The concept of binary operations on a set is a generalization of the standard operations like addition and multiplication on the set of numbers. For instance, we know that the operation of addition (+) gives for an ally two natural numbers $$m,n$$ another natural number $$m + n$$. Similarly, multiplication gives for the pair $$m,n$$ the number $$m.n$$ in $$\mathbb{N}$$ again. These types of operations are found to exist in many other sets. Thus we give the following definition.


Binary OperationA binary operation to be denoted by $$ * $$ on a non-empty set $$G$$ is a rule which associates to each pair of elements $$a,b$$ in $$G$$ a unique element $$a * b$$ of $$G$$.

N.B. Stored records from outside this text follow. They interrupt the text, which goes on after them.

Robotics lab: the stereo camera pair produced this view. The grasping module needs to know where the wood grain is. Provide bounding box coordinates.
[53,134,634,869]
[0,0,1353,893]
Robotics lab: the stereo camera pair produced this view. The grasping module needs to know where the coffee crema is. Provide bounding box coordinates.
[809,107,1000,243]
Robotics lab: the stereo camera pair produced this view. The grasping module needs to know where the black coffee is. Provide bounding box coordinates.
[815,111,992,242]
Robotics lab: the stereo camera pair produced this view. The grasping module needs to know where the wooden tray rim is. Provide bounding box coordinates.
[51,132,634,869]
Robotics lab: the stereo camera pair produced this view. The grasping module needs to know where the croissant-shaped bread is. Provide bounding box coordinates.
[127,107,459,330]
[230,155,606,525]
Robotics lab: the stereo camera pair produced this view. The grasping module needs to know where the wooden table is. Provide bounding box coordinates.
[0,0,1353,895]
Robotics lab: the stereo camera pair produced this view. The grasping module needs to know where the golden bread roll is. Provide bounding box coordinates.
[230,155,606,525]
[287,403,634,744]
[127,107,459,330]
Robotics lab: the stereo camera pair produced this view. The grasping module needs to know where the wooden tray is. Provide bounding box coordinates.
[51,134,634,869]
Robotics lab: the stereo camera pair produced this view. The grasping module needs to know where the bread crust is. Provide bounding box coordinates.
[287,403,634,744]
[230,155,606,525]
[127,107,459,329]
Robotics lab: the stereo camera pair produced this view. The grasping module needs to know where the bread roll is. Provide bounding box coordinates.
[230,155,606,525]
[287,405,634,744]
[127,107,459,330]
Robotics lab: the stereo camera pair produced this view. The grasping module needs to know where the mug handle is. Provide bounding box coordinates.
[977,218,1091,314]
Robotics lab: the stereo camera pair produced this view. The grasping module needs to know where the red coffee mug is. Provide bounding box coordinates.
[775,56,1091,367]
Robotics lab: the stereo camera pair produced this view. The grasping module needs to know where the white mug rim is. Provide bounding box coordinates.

Alternatively a binary operation “$$ * $$” on $$G$$ is a mapping from $$G \times G$$ to $$G$$ i.e. $$ * :G \times G \to G$$ where the image of $$\left( {a,b} \right)$$ of $$G \times G$$ under “$$ * $$”, i.e., $$ * \left( {a,b} \right)$$, is denoted by $$a * b$$.

Simply put, we may say that a binary operation on a set tells us how to combine any two elements of the set to get a unique element, again of the same set.
If an operation “$$ * $$” is binary on a set $$G$$, we say that $$G$$ is closed or the closure property is satisfied in $$G$$ with respect to the operation “$$ * $$”.



(1) Usual addition (+) is a binary operation on $$\mathbb{N}$$, because if $$m,n \in \mathbb{N}$$ then $$m + n \in \mathbb{N}$$ as we know that the sum of two natural numbers is again a natural number. But the usual subtraction () is not a binary operation on N because if $$m,n \in \mathbb{N}$$ then $$m – n$$ may not belong to $$\mathbb{N}$$. For example, if $$m = 5$$ and $$n = 6$$ their $$m – n = 5 – 6 = – 1$$, which does not belong to $$\mathbb{N}$$.
(2) Usual addition (+) and usual subtraction () are both binary operations on $$\mathbb{Z}$$, because if $$m,n \in \mathbb{Z}$$ then $$m + n \in \mathbb{Z}$$ and $$m – n \in \mathbb{Z}$$.
(3) Union, intersection and difference are binary operations on $$P\left( A \right)$$, the power set of $$A$$.
(4) Vector product is a binary operation on the set of all 3-dimensional vectors, but the dot product is not a binary operation as the dot product is not a vector but a scalar.